After his release in 1998, Lu remarried and started a new family. He tried to find a job, but the Chinese authorities kept hunting him down and made it an impossible task. Since Lu was not allowed to leave China and could not get an exit visa from the government, Lu secretly traveled to Thailand in 2004 to then fly to Canada . In August 2004 he left Liuyang and hiked over the mountains and through the jungle to Burma . From Burma, he managed to get to Bangkok , although it took over two months. When he arrived in Bangkok, he advocated the release of Yu Dongyue. Thai officials arrested Lu in December 2004 at the urging of the Chinese government, which wanted Lu to be extradited and immediately returned to China. Lu spent over a year in the Thai prison. The Thai authorities released him in 2006 and arrived in Vancouver on April 11, 2006 with the help of a private group of people who worked with the Canadian government and supported him as a refugee under a resettlement program of the United Nations High Commissioners.

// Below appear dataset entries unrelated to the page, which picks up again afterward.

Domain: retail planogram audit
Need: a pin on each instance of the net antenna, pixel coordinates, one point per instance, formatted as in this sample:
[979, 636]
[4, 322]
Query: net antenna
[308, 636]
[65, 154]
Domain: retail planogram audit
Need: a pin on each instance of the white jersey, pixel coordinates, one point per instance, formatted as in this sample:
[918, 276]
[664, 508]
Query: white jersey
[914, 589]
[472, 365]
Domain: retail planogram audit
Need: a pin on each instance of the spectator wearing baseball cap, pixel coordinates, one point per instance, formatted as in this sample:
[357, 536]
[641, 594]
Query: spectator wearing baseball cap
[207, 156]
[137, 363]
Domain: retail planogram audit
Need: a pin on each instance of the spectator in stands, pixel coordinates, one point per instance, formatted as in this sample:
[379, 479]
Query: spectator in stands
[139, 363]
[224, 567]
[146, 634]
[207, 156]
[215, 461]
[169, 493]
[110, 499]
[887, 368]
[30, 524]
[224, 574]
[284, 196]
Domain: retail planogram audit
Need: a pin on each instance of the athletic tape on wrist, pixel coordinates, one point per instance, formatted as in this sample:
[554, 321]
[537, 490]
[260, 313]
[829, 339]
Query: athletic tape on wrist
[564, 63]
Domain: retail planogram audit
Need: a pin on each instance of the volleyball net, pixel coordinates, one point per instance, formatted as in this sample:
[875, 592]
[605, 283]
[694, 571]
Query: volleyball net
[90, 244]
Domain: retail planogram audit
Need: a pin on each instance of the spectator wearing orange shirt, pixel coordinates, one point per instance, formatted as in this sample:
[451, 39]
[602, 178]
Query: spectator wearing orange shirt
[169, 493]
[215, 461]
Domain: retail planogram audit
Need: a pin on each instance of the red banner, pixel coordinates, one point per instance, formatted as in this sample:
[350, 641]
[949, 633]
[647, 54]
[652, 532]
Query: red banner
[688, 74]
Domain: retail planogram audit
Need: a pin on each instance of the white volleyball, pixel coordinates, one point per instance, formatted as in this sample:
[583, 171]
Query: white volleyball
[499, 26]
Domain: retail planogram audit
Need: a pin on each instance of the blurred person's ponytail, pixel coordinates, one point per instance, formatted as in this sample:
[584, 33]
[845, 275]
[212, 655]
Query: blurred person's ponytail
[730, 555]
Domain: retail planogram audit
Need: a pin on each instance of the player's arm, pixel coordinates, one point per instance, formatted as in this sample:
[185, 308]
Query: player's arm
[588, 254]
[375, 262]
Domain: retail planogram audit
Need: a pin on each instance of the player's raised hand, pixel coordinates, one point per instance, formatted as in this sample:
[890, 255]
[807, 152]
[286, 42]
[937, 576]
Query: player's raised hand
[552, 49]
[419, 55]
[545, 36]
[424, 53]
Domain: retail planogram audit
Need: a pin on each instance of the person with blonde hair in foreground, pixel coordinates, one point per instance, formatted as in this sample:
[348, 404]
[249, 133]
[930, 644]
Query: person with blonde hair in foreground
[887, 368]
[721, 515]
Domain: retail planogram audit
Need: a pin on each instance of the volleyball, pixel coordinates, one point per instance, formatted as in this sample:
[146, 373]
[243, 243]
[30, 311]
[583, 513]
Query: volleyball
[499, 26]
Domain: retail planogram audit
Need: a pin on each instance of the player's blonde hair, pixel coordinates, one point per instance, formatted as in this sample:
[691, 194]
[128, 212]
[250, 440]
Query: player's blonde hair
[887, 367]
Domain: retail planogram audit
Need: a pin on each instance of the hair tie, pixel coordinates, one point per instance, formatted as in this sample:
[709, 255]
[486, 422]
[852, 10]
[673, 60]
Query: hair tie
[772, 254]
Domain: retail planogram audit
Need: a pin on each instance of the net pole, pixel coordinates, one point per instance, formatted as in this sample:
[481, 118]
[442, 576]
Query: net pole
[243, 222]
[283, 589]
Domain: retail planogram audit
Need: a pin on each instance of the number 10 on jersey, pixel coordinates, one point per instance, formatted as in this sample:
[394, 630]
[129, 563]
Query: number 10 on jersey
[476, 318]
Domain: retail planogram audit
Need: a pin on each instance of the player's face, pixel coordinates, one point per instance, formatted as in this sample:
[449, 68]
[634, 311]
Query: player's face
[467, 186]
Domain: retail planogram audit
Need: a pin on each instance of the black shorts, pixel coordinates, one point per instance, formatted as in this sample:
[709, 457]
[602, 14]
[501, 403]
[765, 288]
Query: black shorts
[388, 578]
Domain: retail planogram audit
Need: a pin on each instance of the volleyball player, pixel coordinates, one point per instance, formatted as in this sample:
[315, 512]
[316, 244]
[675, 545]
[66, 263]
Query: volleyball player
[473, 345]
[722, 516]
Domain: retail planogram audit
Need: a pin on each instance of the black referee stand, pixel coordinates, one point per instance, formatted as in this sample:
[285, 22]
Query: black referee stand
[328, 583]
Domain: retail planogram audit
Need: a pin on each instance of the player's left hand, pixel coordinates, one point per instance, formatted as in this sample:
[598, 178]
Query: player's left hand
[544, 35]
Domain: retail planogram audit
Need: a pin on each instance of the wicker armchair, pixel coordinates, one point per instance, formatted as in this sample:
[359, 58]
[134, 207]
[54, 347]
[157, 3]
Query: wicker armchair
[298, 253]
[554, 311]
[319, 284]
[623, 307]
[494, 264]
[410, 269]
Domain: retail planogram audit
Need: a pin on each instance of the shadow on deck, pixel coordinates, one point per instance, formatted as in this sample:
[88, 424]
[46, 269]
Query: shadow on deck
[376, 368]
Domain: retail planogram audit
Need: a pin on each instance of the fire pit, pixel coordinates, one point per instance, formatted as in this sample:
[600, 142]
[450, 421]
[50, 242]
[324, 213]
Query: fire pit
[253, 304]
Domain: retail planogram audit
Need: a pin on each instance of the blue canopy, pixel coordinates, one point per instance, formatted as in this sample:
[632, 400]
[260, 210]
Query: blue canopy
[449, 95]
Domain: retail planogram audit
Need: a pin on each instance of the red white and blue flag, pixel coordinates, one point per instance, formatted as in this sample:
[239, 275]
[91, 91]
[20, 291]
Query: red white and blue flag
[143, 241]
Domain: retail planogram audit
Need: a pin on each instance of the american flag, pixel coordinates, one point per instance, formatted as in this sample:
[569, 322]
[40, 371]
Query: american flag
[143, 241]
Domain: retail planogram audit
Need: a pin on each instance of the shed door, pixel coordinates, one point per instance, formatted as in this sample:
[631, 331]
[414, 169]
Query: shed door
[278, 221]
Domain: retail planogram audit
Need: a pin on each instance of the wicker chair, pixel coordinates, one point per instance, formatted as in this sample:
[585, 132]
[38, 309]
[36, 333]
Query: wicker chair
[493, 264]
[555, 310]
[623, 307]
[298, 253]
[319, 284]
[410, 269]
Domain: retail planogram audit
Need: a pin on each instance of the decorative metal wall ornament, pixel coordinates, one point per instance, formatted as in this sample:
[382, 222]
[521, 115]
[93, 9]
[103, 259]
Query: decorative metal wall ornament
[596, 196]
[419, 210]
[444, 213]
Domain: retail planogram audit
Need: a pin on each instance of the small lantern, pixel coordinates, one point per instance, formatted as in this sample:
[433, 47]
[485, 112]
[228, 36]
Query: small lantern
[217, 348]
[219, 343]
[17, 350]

His family has joined Lu in Calgary. Lu is in Denise Chong's book Egg on Mao: The Tale of an Ordinary Man Who Defaced an Icon and Unmasked a Dictatorship , published in 2009.

literature

  • Denise Chong: Egg on Mao: a story of love, hope and defiance. Random House, Mississauga 2011, ISBN 978-0-3073-5580-5 .

Individual evidence

  1. Chinese writer goes on trial over articles put on Internet , in: The New York Times , accessed November 30, 2017.
  2. a b Xiu Lu: Interview with One of the 'Three Gentlemen at Tiananmen' ( Memento of May 25, 2010 in the Internet Archive ) Epoch Times .
  3. ^ Canadians win freedom for Chinese dissident. The Globe and Mail , accessed November 30, 2017.
  4. a b Calgary man is Tiananmen Square 'hero'. , accessed November 30, 2017.
  5. Lu Decheng's claim. The Globe and Mail , accessed December 1, 2017.